New Study Looks at Low-Dose Radiation That Could Make CAR T Cell Therapy More Effective

Background: A preclinical study published in the journal Molecular Therapy by researchers at Memorial Sloan Kettering (MSK) provides evidence that radiation therapy could improve the efficacy of CAR T cell therapy for solid tumors.

The success of chimeric antigen receptor (CAR) T cell therapy for treating certain leukemias and lymphomas owes, in part, to the presence of a clear target: a molecular flag on the surface of blood cancer cells called CD19. CAR T cells outfitted with a protein that latches onto CD19 can easily find and destroy these cancer cells.

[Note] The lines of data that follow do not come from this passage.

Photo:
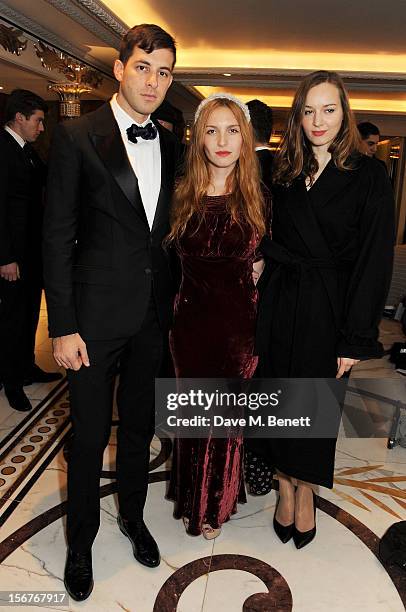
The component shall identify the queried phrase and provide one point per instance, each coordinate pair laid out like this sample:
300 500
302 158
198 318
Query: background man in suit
109 288
261 120
22 178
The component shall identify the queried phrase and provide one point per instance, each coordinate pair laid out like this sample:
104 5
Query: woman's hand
344 364
257 269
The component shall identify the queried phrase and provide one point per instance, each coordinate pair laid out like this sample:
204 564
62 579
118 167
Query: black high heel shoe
284 532
303 538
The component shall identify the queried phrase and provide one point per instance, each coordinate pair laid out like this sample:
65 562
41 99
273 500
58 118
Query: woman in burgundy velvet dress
217 222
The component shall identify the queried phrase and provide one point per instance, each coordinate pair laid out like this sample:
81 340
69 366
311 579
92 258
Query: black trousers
91 396
19 313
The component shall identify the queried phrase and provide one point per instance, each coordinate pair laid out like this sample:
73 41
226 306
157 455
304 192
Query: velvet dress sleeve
370 279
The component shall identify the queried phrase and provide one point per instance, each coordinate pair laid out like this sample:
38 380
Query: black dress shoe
145 548
284 532
17 399
303 538
78 577
38 375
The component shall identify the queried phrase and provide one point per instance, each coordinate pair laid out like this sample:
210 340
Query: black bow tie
135 131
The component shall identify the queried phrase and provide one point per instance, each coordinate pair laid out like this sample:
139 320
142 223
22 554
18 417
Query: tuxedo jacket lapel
107 140
161 213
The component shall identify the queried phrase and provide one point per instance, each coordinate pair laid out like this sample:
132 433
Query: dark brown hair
295 155
24 102
147 37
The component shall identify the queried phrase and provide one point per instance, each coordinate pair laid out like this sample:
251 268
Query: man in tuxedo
109 288
22 179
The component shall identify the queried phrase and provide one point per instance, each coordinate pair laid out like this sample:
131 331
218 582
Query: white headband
226 96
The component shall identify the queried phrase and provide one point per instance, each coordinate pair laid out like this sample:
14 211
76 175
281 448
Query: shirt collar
122 117
16 136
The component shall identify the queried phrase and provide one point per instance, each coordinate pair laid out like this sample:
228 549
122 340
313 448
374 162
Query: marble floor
245 568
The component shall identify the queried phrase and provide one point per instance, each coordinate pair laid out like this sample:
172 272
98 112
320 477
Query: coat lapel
106 138
302 214
329 184
162 208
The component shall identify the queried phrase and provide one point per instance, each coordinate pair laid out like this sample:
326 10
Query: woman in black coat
327 275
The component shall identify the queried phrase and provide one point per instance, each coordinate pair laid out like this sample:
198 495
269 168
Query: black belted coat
327 275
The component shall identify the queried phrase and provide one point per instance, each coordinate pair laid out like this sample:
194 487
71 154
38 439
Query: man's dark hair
147 37
24 102
366 129
261 119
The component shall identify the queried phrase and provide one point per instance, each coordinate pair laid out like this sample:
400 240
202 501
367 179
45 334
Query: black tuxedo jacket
21 185
101 260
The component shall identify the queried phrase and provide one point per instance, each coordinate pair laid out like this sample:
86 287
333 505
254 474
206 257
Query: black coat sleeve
59 232
6 247
370 279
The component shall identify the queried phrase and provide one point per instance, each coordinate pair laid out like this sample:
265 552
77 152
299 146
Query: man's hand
257 269
70 352
10 272
344 364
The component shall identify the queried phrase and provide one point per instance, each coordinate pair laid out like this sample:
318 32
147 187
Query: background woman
217 221
331 257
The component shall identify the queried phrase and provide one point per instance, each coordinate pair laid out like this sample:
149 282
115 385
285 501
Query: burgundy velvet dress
212 337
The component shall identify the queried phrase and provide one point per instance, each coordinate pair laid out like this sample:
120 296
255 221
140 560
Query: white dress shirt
145 159
16 136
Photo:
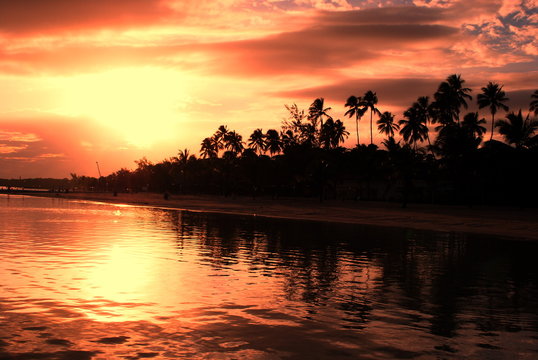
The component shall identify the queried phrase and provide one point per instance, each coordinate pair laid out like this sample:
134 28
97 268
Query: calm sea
82 280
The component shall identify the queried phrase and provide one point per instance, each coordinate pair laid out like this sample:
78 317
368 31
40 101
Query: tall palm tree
219 137
516 130
494 97
233 142
209 148
317 111
333 133
534 103
473 125
413 129
449 98
355 109
386 124
274 143
460 93
369 101
257 141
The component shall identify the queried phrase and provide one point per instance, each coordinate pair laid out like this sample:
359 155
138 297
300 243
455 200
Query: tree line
434 153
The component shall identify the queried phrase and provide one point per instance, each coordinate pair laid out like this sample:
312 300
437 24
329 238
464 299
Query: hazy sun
141 104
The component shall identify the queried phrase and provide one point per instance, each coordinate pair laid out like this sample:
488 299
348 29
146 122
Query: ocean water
83 280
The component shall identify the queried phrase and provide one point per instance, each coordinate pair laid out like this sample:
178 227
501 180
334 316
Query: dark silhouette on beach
440 155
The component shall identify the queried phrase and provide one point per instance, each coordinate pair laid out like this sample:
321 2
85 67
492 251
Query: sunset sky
112 81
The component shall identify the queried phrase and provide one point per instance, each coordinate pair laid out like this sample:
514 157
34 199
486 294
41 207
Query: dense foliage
451 164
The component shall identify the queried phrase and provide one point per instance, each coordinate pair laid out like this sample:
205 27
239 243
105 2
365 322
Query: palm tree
386 124
219 136
413 129
333 133
534 103
516 130
316 111
369 101
473 126
233 142
274 144
355 109
494 97
209 148
257 141
449 98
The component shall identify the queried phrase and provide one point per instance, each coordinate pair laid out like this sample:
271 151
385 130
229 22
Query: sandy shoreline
505 222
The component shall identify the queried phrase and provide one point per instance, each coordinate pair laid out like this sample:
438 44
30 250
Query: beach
507 222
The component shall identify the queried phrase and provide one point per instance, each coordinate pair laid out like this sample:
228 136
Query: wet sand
500 221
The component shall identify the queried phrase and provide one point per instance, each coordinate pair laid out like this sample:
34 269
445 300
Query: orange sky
112 81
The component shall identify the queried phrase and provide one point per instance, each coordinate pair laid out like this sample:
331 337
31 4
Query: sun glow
141 104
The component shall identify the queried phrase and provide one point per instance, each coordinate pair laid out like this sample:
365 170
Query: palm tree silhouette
317 111
257 141
369 101
209 148
449 98
413 129
534 103
386 124
274 144
233 142
494 97
516 130
473 125
219 136
333 133
355 109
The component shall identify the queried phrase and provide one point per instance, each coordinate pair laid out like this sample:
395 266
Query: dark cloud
396 92
44 16
384 15
321 48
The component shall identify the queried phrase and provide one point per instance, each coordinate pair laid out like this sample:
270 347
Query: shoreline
506 222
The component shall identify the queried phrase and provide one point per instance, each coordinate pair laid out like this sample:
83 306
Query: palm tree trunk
430 145
357 128
371 131
492 126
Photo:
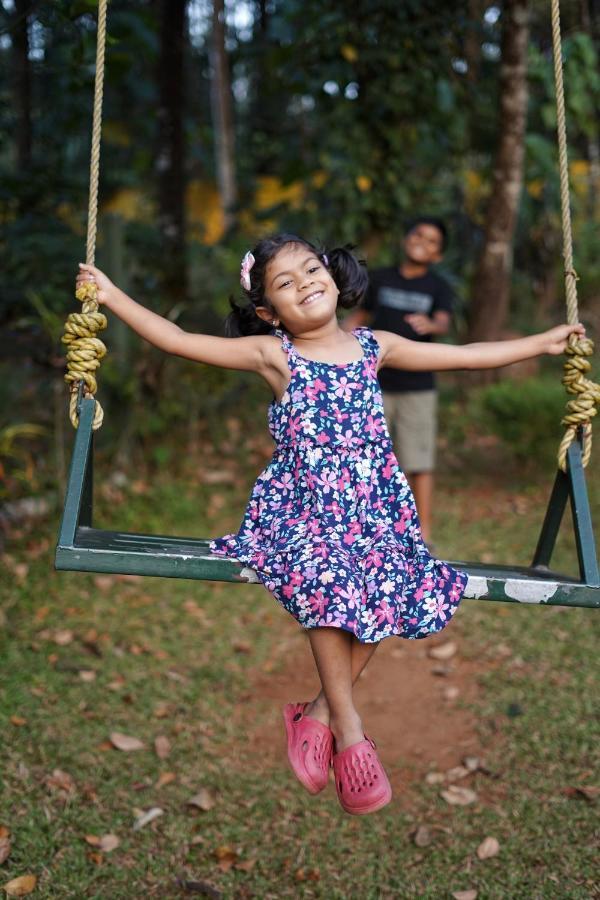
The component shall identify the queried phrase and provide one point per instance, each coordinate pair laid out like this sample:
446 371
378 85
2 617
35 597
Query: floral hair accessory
247 263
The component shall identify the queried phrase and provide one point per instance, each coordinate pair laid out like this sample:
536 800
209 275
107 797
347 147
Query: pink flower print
317 387
349 439
318 603
455 593
354 532
286 483
294 426
384 613
338 415
343 480
373 426
351 596
328 480
343 388
326 577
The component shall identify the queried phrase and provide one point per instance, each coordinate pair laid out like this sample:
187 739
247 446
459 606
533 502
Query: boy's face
423 244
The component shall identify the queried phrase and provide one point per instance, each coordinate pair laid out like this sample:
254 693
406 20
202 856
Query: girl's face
300 290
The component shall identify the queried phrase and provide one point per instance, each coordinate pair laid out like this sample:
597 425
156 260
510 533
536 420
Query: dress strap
368 342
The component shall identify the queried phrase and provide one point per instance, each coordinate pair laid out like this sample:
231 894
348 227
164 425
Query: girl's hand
105 287
557 338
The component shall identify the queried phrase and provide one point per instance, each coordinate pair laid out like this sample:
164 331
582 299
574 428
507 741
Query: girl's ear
267 315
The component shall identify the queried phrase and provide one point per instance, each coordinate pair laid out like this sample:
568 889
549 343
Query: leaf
162 746
21 886
199 887
165 778
124 742
203 800
443 651
422 836
109 842
4 848
457 773
225 856
457 796
147 817
488 848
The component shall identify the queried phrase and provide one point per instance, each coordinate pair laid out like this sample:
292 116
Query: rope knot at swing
582 409
84 350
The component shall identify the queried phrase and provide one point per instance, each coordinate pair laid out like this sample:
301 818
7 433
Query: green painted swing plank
83 548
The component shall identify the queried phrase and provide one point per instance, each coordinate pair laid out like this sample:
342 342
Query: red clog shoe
360 780
310 745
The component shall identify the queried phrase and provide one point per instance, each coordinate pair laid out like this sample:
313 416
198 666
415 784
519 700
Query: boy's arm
254 353
401 353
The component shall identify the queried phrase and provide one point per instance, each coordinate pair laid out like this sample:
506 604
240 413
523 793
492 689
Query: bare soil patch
413 706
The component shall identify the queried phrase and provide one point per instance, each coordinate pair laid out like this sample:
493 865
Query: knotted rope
85 350
582 409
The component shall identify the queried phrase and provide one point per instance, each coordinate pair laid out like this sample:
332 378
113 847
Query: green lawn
84 656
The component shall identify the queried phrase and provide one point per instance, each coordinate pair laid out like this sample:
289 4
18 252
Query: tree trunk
170 163
491 290
222 116
22 76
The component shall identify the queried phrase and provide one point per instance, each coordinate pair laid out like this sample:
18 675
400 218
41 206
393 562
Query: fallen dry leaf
21 886
147 817
443 651
435 778
162 746
457 796
63 637
488 848
165 778
422 836
203 800
457 773
125 742
60 781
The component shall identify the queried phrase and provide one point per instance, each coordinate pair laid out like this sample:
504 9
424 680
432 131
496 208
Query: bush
525 415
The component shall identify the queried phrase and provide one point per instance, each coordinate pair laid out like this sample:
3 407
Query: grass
84 656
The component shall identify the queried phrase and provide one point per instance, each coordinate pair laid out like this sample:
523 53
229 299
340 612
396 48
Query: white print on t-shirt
406 301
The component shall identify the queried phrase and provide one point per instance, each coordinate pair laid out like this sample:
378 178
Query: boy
416 303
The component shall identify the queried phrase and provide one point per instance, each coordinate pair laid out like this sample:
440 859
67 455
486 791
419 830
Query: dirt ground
412 704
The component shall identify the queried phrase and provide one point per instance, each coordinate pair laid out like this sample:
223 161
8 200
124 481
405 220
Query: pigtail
349 273
243 321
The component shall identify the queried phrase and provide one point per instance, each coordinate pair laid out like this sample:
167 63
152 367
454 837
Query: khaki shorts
412 422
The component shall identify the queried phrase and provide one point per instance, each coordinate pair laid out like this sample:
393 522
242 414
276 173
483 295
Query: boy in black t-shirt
416 303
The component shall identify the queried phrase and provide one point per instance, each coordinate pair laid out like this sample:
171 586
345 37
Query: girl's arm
253 353
401 353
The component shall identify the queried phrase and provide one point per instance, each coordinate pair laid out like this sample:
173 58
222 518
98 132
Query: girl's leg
340 659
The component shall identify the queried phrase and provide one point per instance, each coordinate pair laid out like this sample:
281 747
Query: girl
331 527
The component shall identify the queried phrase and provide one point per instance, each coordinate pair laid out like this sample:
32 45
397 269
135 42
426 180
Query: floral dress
331 527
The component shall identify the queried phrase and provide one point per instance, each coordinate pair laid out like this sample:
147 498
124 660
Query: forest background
221 125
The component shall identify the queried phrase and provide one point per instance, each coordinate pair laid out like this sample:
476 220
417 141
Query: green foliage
525 415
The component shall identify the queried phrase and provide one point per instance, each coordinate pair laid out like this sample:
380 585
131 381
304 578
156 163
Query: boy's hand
419 323
105 287
557 338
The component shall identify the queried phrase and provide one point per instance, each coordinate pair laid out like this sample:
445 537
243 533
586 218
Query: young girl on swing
331 527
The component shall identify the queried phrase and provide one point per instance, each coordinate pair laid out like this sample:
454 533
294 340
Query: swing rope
582 409
84 349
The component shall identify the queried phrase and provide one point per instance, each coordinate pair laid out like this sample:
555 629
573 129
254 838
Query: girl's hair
348 272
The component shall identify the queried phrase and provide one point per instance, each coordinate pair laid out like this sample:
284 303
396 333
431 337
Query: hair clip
247 263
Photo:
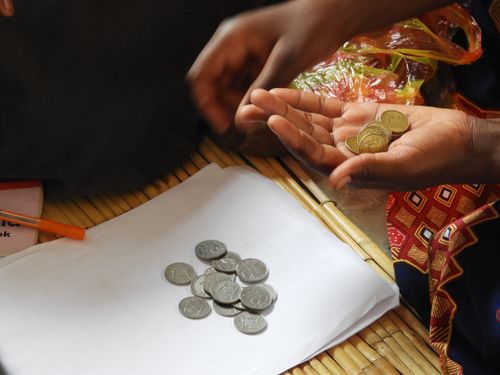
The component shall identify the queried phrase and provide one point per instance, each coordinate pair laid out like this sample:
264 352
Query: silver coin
272 291
194 307
180 273
209 270
250 323
252 270
225 291
256 297
225 310
227 263
210 249
197 287
212 278
238 305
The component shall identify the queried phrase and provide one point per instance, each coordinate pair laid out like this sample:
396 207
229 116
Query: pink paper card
24 197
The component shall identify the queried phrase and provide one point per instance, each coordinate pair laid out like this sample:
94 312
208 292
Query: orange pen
44 225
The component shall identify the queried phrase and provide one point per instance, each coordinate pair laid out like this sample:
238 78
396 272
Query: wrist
485 136
368 16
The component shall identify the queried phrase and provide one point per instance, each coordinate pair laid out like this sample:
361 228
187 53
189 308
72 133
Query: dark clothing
480 81
92 93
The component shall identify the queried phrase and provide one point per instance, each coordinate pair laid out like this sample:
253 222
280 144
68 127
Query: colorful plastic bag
390 65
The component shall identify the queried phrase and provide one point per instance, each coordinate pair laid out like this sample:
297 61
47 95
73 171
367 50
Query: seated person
454 285
93 96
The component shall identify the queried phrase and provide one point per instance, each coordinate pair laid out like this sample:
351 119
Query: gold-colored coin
351 143
381 125
396 121
372 139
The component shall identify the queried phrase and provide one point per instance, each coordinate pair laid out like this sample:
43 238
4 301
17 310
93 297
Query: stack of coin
220 283
375 136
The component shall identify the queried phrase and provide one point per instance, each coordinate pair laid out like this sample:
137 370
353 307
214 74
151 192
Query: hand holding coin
425 148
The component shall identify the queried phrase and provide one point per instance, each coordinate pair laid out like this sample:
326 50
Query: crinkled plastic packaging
390 65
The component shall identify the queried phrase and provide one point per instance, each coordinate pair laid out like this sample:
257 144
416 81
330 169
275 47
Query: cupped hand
6 8
265 48
438 148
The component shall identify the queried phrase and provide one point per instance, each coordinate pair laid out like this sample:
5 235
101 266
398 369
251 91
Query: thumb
6 8
369 171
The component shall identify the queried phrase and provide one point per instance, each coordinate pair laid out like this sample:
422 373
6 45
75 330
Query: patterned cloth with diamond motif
447 262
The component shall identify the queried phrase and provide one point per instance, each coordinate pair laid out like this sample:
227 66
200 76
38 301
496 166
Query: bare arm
268 47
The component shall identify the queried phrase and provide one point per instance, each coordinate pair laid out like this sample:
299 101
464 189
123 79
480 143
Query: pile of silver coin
234 285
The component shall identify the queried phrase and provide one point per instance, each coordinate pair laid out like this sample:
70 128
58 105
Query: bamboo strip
150 191
198 160
382 365
415 348
416 340
380 331
210 155
181 174
77 211
101 205
92 213
309 370
384 350
407 345
367 351
372 370
141 197
119 203
160 185
344 360
413 322
171 180
351 230
362 239
46 237
330 364
355 355
131 199
319 367
52 212
114 205
190 168
68 212
221 154
403 356
315 207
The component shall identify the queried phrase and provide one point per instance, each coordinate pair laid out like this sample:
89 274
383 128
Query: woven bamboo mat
397 343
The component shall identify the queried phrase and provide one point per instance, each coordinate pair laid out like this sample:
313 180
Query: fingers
307 149
6 8
211 78
384 170
309 102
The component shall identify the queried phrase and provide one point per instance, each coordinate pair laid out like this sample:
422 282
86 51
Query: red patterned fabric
414 217
427 231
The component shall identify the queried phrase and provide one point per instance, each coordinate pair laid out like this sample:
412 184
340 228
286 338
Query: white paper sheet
102 306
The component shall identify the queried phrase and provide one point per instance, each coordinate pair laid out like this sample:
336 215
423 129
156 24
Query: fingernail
343 182
6 4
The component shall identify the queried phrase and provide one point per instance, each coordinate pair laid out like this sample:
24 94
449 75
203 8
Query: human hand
441 146
261 48
6 8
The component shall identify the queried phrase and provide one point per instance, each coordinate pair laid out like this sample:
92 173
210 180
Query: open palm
438 147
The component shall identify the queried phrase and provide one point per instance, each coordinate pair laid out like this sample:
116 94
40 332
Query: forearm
369 15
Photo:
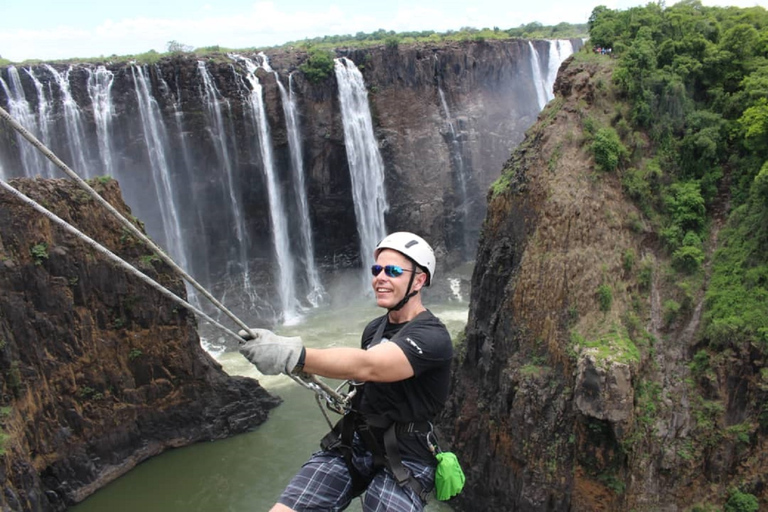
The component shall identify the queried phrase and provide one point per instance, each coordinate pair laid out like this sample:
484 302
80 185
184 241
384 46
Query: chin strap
408 293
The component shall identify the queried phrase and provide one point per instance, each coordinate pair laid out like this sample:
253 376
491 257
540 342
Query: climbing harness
341 436
335 400
347 405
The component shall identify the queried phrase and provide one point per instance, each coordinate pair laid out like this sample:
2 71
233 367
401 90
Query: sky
57 29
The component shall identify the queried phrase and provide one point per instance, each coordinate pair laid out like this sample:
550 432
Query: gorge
248 174
256 179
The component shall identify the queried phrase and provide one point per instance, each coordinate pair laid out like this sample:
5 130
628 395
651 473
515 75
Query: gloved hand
270 353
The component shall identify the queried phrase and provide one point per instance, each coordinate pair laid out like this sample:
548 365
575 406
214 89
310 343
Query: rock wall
98 371
446 118
561 402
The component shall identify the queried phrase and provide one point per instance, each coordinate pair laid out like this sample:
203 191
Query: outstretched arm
386 362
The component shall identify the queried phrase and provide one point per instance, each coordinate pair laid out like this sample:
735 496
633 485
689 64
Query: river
247 472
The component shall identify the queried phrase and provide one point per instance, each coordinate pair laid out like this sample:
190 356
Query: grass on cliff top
389 38
615 345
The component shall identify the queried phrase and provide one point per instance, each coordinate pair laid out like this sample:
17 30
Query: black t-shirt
428 347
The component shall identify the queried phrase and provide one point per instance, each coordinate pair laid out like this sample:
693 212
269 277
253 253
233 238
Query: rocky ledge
98 371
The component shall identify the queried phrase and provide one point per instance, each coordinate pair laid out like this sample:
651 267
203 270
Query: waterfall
44 107
212 101
316 291
559 50
99 90
156 140
366 166
457 157
277 212
539 80
32 160
73 121
178 119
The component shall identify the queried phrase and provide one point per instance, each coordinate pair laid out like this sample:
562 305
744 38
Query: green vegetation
88 393
608 149
741 502
39 252
318 66
695 80
388 38
149 259
614 345
604 297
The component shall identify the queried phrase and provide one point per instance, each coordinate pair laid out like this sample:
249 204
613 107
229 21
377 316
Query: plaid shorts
324 484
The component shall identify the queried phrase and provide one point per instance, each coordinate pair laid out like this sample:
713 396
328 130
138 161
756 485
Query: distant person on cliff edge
385 445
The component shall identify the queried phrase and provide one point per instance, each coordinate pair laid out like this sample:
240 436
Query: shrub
392 42
741 502
608 149
629 259
604 297
318 66
39 252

Whereas CD19 flags nearly all tumor cells for most patients, such ubiquitous targets are hard to come about. This makes it challenging to extend the benefits of CAR therapy to many other cancer types, including solid tumors like lung, breast, and pancreatic cancer. One way to address this problem, new research suggests, is by combining CAR therapy with radiation therapy.

Findings: Pancreatic adenocarcinoma (PDAC), the type of cancer the team studied, is a deadly cancer that is currently hard to treat with anything other than surgery. The tumor cells are often heterogeneous with respect to expression of potential targets. Thus, although some cells make distinguishing surface markers that could be targets for CAR therapy, not all cells express them, making it difficult to design a CAR that would work against every cell.

One marker that is found intermittently in pancreatic cancer is called sialyl Lewis-A (sLeA). Researchers gave mice low-dose radiation before administering the sLeA-specific CARs. They found that the combination of radiation and CARs did indeed improve the amount of tumor that was destroyed, including not only those tumor cells that expressed sLeA but those that lacked it.

Researchers won’t know for sure whether the same holds true in people with cancer until they conduct a clinical trial, something that is currently being planned.

Journal: ”Low-dose radiation conditioning enables CAR T cells to mitigate antigen escape” was published in the journal Molecular Therapy on October 25, 2018. 

Authors: Michel Sadelain, PhD, Carl DeSelm, M. Lia Palomba, Joachim Yahalom, Mohamad Hamieh, and Justin Eyquem. 

Author Commentary: “We found that radiation sensitizes tumor cells to killing by CAR T cells through a mechanism that does not depend on the target’s expression,” says Michel Sadelain, Director of Center for Cell Engineering at MSK and the corresponding author on a new paper published today in Molecular Therapy. “We made the discovery in a mouse model of CAR therapy for cancer of the pancreas, but the approach is applicable to any cancer and CAR therapy in principle.”

Funding: This study was in part funded by the MSK Core Grant (P30 CA008748 S5) and U54 OD020355-01, the Integrated Genomics Operation Core funded by the NCI Cancer Center Support Grant (CCSG, P3014CA08748), and the XRAD225Cx animal irradiator funded by a Geoffrey Beene Research Foundation Shared Resources grant. The authors declare no potential conflicts of interest. A patent application has been submitted by MSK based in part on results reported in this manuscript.